NcML: The Key Components

Ben Domenico
Draft last modified: December 3, 2004

NcML is an XML dialect used to describe individual netCDF files or aggregations of such files. At present, it has three systematically defined elements and and addtional element that can be used for additional metadata.

  Sub elements Contains Examples Additional Information
NcML Core  

XML representation of metadata in an existing netCDF file or class of files:

  • variables
  • dimensions
  • attributes

In essence, this covers everything in the netCDF file except the data values themselves.

 

global attributes:

  • title
  • description

dimensions:

  • time specified as unlimited
  • lat of specified length with attribute units "degrees_north"
  • lon of specified length with attribute units "degrees_east"

variables:

  • T with attribute long name "temperature"
  • RH with attribute long name "relative humidity"

XML example

For existing netCDF files, this information can be extracted automatically from the file itself.
 
NCML Coordinate System   Detailed information about the general or georeferenced coordinate system being used.

Many netCDF files -- especially those that conform to well-defined conventions have information about the coordinate system of the dataset.

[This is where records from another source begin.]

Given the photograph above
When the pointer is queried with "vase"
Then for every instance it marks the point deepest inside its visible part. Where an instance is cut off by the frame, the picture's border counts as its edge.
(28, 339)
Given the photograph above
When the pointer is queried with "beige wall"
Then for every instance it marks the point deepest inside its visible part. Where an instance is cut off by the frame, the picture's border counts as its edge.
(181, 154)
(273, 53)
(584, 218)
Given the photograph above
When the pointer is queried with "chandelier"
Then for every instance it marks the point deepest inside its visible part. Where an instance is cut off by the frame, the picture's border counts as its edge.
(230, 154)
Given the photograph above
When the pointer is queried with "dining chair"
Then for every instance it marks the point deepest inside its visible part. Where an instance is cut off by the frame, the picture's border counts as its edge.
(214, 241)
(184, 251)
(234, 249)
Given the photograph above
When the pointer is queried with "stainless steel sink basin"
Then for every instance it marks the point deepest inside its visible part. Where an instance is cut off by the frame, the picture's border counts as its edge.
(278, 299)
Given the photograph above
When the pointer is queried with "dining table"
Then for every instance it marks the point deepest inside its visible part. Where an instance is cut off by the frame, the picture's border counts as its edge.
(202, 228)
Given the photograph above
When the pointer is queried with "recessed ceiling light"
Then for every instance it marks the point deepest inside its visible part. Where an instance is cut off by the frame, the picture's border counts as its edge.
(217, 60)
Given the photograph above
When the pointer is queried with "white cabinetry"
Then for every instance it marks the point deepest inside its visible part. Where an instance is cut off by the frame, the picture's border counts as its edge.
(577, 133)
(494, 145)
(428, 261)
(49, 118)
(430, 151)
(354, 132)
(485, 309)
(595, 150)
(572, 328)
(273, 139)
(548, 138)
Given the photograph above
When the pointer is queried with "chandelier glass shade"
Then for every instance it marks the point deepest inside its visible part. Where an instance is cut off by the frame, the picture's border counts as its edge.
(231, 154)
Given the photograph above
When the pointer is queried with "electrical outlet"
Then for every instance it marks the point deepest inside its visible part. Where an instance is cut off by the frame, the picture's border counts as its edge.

NCML-CS is a means of specifying that information in XML.

XML example for netCDF conforming to CF-1 conventions

 
 
NcML Dataset Subsetting Pointers to subsets of data withing a netCDF file or dataset
  • One of many variables in a netCDF file (e.g., pressure)
  • Subset of index ranges for several variables (might correspond to geographic region)
  • One forecast time in a model output netCDF
 
Aggregation Pointers to a set of netCDF files that comprise a netCDF dataset which can be thought of as a virtual netCDF file.
  • Collection of netCDF files associated with a specific event
 
Combination Pointers to subets of a collection of existing netCDF files that comprise a netCDF dataset.
  • Time series consisting of the valused of one variable from a large number of files representing different times.
 
 
Enhanced Metadata   Can be any additional information someone thinks is valuable in describing the dataset

A simple example might be a brief description of the class of dataset (for example WRF model output) and/or a pointer to a document describing the class of data.

In a more sophisticated setting, a data mining engine could scan a collection of netCDF files to determine the max and min values for all the variables and dimensions, for example. This information could be included in the NcML as enhanced metadata for each file or for a collection of files in a dataset.

A more sophisticated engine might use the coordinate system information to determine the dimension subsets that correspond to a geographical region and then determine the max and min variable values for that region.